Проснулся от лесной стылости, поляна была уже в тени, солнце шло на вечер, светило за деревьями, низко. Тело от лежания на сырой земле побаливало, что-то было не так. Да вот — нету зверя, пропал! Кинулся веревочку смотреть, нет, цела веревочка и петля не распущена. Не могла тварь выбраться, значит не брехали в трактире люди, умеет скотина исчезать, колдовская ее сила!

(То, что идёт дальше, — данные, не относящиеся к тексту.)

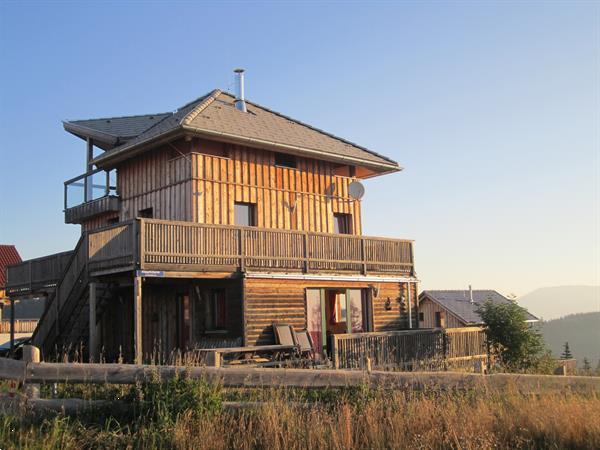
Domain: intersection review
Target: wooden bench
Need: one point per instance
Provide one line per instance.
(214, 356)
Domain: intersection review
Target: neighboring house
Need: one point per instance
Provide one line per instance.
(8, 255)
(203, 226)
(455, 309)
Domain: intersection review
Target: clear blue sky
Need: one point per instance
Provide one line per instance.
(492, 108)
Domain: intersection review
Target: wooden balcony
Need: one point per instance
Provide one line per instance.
(157, 245)
(87, 210)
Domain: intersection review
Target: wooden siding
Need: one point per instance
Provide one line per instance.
(276, 300)
(99, 221)
(304, 198)
(160, 180)
(199, 181)
(429, 308)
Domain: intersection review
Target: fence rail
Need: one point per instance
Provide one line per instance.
(36, 274)
(429, 349)
(21, 326)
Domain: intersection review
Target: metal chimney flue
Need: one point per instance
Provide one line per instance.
(240, 99)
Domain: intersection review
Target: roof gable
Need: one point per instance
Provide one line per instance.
(459, 303)
(8, 255)
(214, 115)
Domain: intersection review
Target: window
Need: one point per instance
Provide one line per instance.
(147, 213)
(285, 160)
(439, 319)
(245, 214)
(342, 223)
(219, 308)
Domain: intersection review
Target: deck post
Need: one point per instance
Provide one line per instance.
(305, 247)
(93, 335)
(408, 296)
(12, 325)
(242, 251)
(363, 253)
(137, 318)
(31, 354)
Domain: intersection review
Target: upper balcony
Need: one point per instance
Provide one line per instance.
(160, 245)
(89, 195)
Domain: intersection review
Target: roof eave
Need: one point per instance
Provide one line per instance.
(84, 132)
(109, 159)
(228, 137)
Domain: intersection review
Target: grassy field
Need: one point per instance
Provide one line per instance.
(190, 414)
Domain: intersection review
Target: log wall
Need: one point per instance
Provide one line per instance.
(276, 300)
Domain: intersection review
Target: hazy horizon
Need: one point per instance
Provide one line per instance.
(491, 108)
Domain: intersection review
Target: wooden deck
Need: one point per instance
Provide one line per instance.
(159, 245)
(421, 349)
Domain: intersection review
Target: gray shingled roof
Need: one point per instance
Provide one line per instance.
(459, 302)
(215, 115)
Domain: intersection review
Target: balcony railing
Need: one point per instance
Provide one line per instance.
(158, 245)
(89, 195)
(90, 186)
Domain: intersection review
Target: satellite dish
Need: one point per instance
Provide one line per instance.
(330, 190)
(356, 190)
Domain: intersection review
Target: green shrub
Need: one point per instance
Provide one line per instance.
(163, 402)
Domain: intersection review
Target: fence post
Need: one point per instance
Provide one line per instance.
(242, 251)
(12, 325)
(445, 349)
(31, 354)
(334, 352)
(363, 251)
(305, 245)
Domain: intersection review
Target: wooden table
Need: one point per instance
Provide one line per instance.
(214, 356)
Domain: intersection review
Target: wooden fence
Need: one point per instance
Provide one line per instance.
(430, 349)
(36, 274)
(21, 326)
(30, 373)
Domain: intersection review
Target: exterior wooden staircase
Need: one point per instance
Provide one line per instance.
(63, 329)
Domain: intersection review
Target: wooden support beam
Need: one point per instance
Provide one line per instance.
(88, 182)
(12, 325)
(408, 299)
(93, 339)
(137, 318)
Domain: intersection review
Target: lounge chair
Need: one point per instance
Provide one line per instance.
(284, 334)
(305, 344)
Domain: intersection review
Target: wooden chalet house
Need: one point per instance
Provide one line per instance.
(204, 226)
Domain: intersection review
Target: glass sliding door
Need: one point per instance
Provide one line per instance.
(315, 318)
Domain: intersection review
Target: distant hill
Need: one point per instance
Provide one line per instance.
(555, 302)
(581, 331)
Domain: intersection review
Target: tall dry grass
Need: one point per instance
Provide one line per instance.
(335, 419)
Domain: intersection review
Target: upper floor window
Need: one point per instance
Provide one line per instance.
(245, 214)
(147, 213)
(342, 223)
(285, 160)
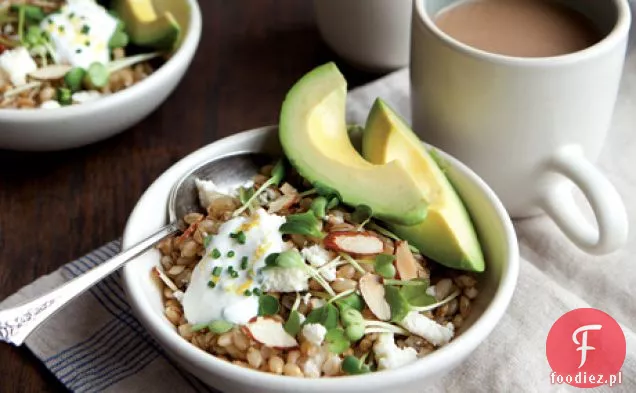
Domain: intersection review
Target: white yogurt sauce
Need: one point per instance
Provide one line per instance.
(80, 33)
(226, 300)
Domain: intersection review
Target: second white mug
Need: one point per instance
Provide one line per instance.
(529, 126)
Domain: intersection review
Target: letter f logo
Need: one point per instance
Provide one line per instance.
(584, 347)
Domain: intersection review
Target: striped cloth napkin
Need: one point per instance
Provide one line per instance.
(95, 344)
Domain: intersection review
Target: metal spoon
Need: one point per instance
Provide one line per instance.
(18, 322)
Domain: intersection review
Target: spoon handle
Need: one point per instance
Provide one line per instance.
(18, 322)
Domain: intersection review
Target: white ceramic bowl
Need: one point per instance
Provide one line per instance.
(497, 286)
(79, 125)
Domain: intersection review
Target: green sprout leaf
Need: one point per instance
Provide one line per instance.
(353, 300)
(278, 173)
(351, 365)
(398, 304)
(97, 75)
(292, 326)
(319, 207)
(73, 79)
(337, 340)
(416, 295)
(326, 315)
(267, 305)
(220, 326)
(361, 214)
(64, 96)
(384, 265)
(354, 323)
(302, 224)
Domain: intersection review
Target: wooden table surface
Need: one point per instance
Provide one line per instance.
(58, 206)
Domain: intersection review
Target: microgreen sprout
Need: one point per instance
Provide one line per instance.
(207, 240)
(292, 326)
(337, 340)
(64, 96)
(412, 298)
(354, 323)
(278, 172)
(362, 215)
(326, 315)
(341, 295)
(351, 365)
(267, 305)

Поднялся Ингельдот и бегом, подтянув полы рясы, затрусил из лесу на тракт битый. Не от того бежал, что нечисти Блудного Бора боялся, теперь уже брат Ингельдот ее в грош не ставил, нечисть его не тронет, во сколько со зверем-Кроликом просидел, а оттого, что время дорого, спешить надобно. Сподобилось ему такое дивное диво свидетельствовать. Скорее в монастырь, благую весть аббату доставить, может тот подобреет, смягчится, помилует Ингельдота за малую его провину, от щедрот своих наградит за службу.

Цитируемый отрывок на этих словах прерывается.